On Thursday, the pizza chain reported that US same-store sales grew 9.7% in the second quarter, Domino’s 21st consecutive quarter of positive sales momentum.
Earlier this week, Nomura reported that, if the pizza chain’s same-store sales topped 6% — the financial holding company’s estimation —
the chain had a good chance of posting the best same-stores sales of the quarter of the 25 largest restaurant chains in the US that publicly report. With a nearly 10% increase in same-store sales, it looks like the chain will dominate the rest of the fast-food industry for the quarter.
Nomura outlined four drivers of the chain’s momentum:
1. Improved quality
Sales at Domino’s have soared since the company came out with a new pizza recipe in 2009. The improved core product was key for business to turn around.
The company has emphasised quality as necessary in succeeding against rivals like Pizza Hut and Papa John’s.
2. Better marketing
Marketing guru Russell Weiner joined Domino’s from Pepsi in 2008, in the midst of a massive sales decline. He implemented a self-deprecating marketing strategy that resonated with consumers, and, in 2014, became president of Domino’s USA.
3. Digital ordering
Digital channels accounted for half of Domino’s US sales in the second quarter, with executives saying the chain’s digital loyalty program played a key role in growing sales. The pizza chain offers payment options across 15 platforms, including the Apple Watch, Amazon Echo, and Samsung TV.
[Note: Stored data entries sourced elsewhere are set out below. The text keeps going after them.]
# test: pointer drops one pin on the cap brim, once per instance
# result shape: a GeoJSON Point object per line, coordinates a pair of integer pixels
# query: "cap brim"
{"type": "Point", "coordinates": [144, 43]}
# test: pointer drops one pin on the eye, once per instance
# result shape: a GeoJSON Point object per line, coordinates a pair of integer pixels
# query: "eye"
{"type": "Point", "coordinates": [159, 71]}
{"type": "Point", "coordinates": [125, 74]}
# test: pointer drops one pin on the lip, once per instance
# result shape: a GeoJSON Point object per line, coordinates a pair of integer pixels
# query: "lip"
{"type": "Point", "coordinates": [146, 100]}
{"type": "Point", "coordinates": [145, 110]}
Since payments via digital channels tend to be higher than those made in-person or via phone, digital growth means sales growth at Domino’s — and the chain and Papa John’s are leading the way in tech-centric restaurant innovation.
Domino’s has no other restaurant chains to manage, unlike Yum Brands, the parent company of rival Pizza Hut, KFC, and Taco Bell. Further, Domino’s is a brand that is, essentially, all about one thing: pizza.
It’s an advantage that Starbucks, another brand that Nomura predicts will publicly report 5% or better domestic same-store sales in the second quarter, shares — one company, one brand, and one product that the chain is best known for.